Police in Odessa had earlier reported that “a subject (possibly 2) is currently driving around Odessa shooting at random people.”
They added that “the suspect just hijacked a US mail carrier truck” and urged people to stay off the road and use extreme caution.
Some of the shots were fired on the Interstate 20 highway linking Odessa and Midland, where cars were left with bullet holes.
President Donald Trump tweeted that he had been briefed by Attorney General Bill Barr.
“FBI and Law Enforcement is fully engaged,” Trump said.
The latest incident came after the mass shooting at an El Paso Walmart, where many victims were Hispanic.

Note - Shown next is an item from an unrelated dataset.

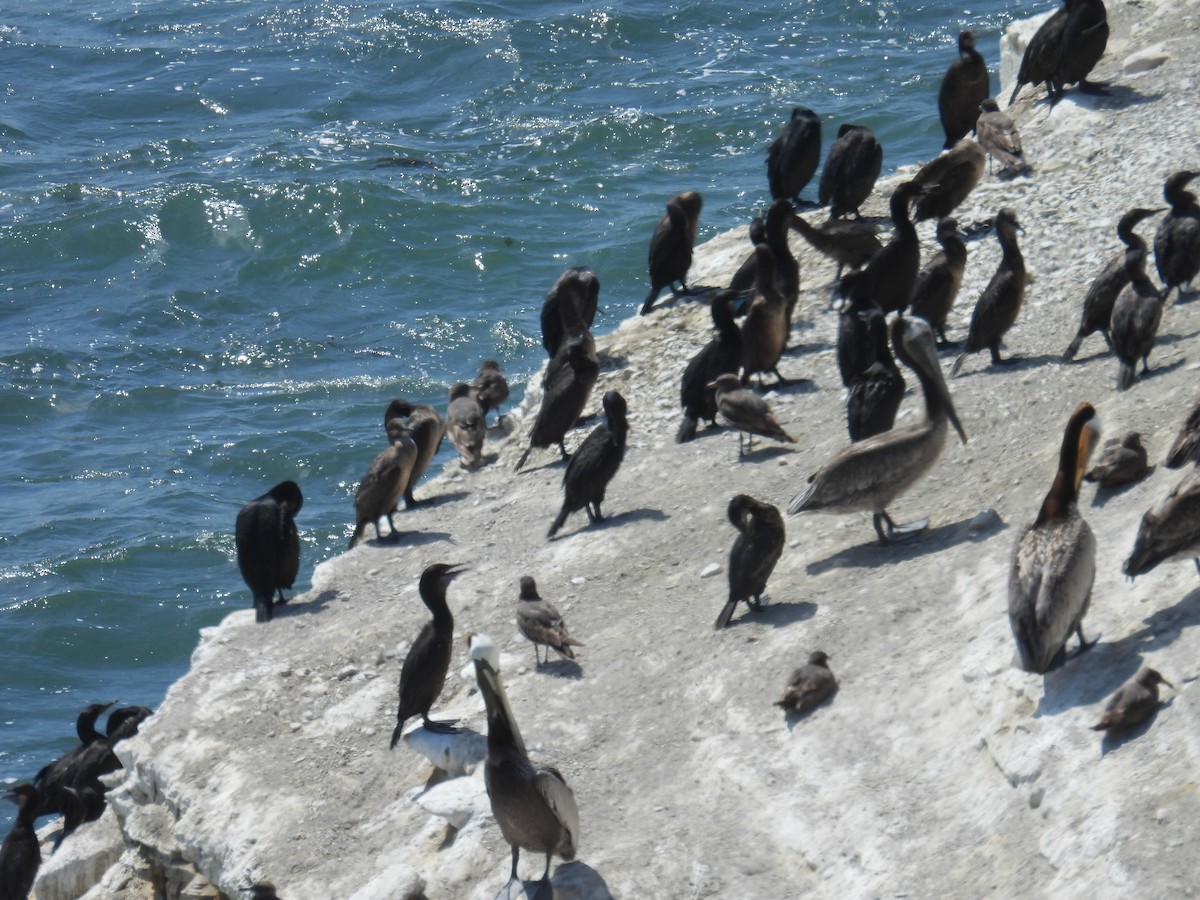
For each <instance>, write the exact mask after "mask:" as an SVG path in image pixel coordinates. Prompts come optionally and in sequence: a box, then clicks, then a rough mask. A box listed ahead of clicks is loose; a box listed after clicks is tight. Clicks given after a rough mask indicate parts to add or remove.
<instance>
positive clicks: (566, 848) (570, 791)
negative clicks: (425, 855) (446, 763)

In that case, officers arrested Patrick Crusius, 21, a white Texan, who told police that he was targeting “Mexicans,” according to an arrest warrant published by US media.
The tragedy in El Paso was committed on the basis of “racist” anti-Mexican rhetoric in a country that “has always been a land of opportunity for every newcomer,” Jesus Seade, Mexico’s foreign ministry undersecretary for North America, said during a memorial after that shooting.
Critics of Trump have accused him of stoking such hatred.
The shooting in El Paso came hours before a gunman in Dayton, Ohio killed nine people, reigniting calls for gun control in the United States where firearms were linked to nearly 40,000 deaths in 2017.
“We need to end this epidemic,” former Texas congressman Beto O’Rourke reacted on Twitter.
O’Rourke, a Democratic presidential hopeful, also expressed sympathy with “everyone in West Texas who has to endure this again.”